Rot und salzig

Die Mikrobe des Jahres 2017, Halobacterium salinarum, zählt zu den Archaeen – Urformen des Lebens, die zwar Bakterien ähneln, aber tatsächlich enger verwandt mit Pflanzen und Tieren sind. Sie sind häufig an außergewöhnliche Lebensräume angepasst, beispielsweise heiße Quellen, extrem saure Gewässer, Orte ohne Sauerstoff oder – wie H. salinarum – an hohe Salzkonzentrationen. Der Mikroorganismus wächst in Salinen und Salzlaken. Dank spezieller Kanalproteine in der Zellhülle kann H. salinarum seinen Salzgehalt an die äußeren Bedingungen anpassen. Sogar in Salzkristallen überlebt es hunderte von Jahren. Da die Mikroben rote Farbstoffe enthalten, lassen sie Salzseen und Meersalz-Gewinnungsanlagen rot-violett erscheinen.
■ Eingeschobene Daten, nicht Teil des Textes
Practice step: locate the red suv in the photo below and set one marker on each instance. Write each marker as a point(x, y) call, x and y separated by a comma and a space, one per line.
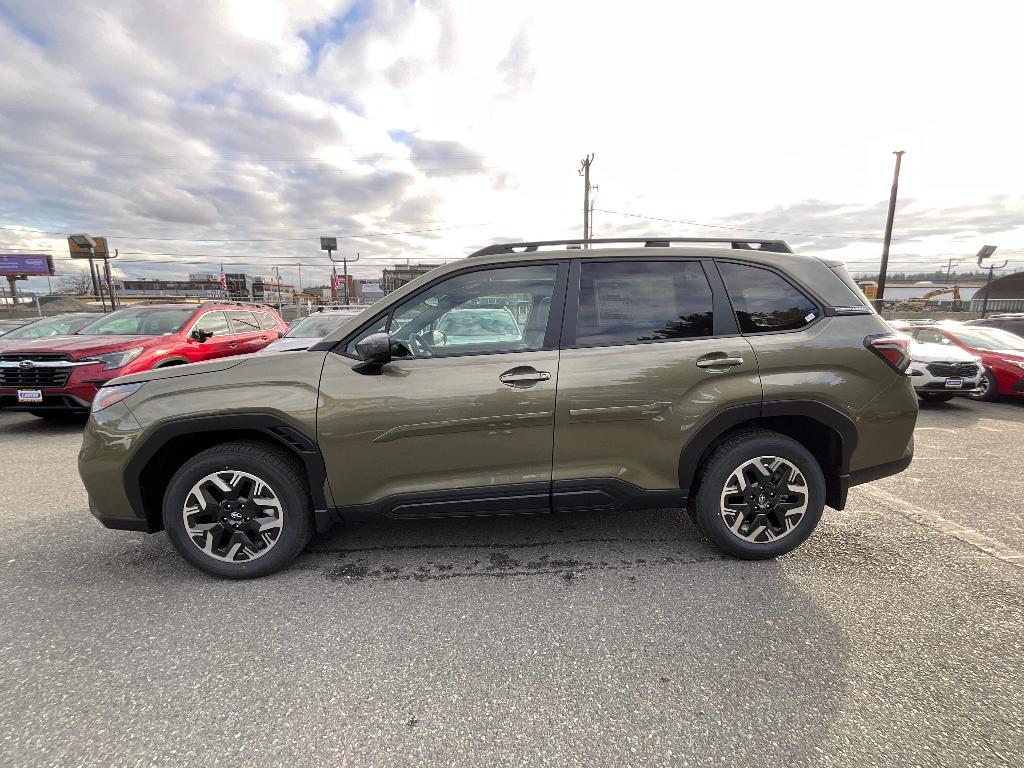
point(1000, 351)
point(59, 375)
Die Farbstoffe (Karotinoide) von Halobacterium salinarum reichern sich in der Nahrungskette an: kleine Salzkrebse fressen die Mikroorganismen, von denen sich wiederum die Flamingos ernähren, sodass sich ihr Federkleid rosarot färbt.
Flamingo_MDJ2017

Vorläufer unseres Sehsystems

Bacteriorhodopsin aus Halobacterium nimmt Licht auf und verwandelt es in Energie für den Stoffwechsel der Zellen: Die Farbe des Bacteriorhodopsins wechselt dabei von violett zu gelb. Die Farbstoffe in der Zellmembran von Halobacterium salinarum sind nicht nur für die Rotfärbung verantwortlich, sondern auch für eine besondere Art der Photosynthese, die Licht in für die Zelle verwertbare Energie umwandelt. Die Entdeckung des dafür wichtigen Bacteriorhodopsins aus H. salinarum gelang dem Biochemiker Dieter Oesterhelt 1971. Das Faszinierende daran: ein vergleichbares Rhodopsin ist in unserem Auge für den Sehvorgang verantwortlich. Die Evolution der molekularen Grundlage unseres Sehsinns hat vermutlich seine Wurzeln in uralten Mikrobenformen.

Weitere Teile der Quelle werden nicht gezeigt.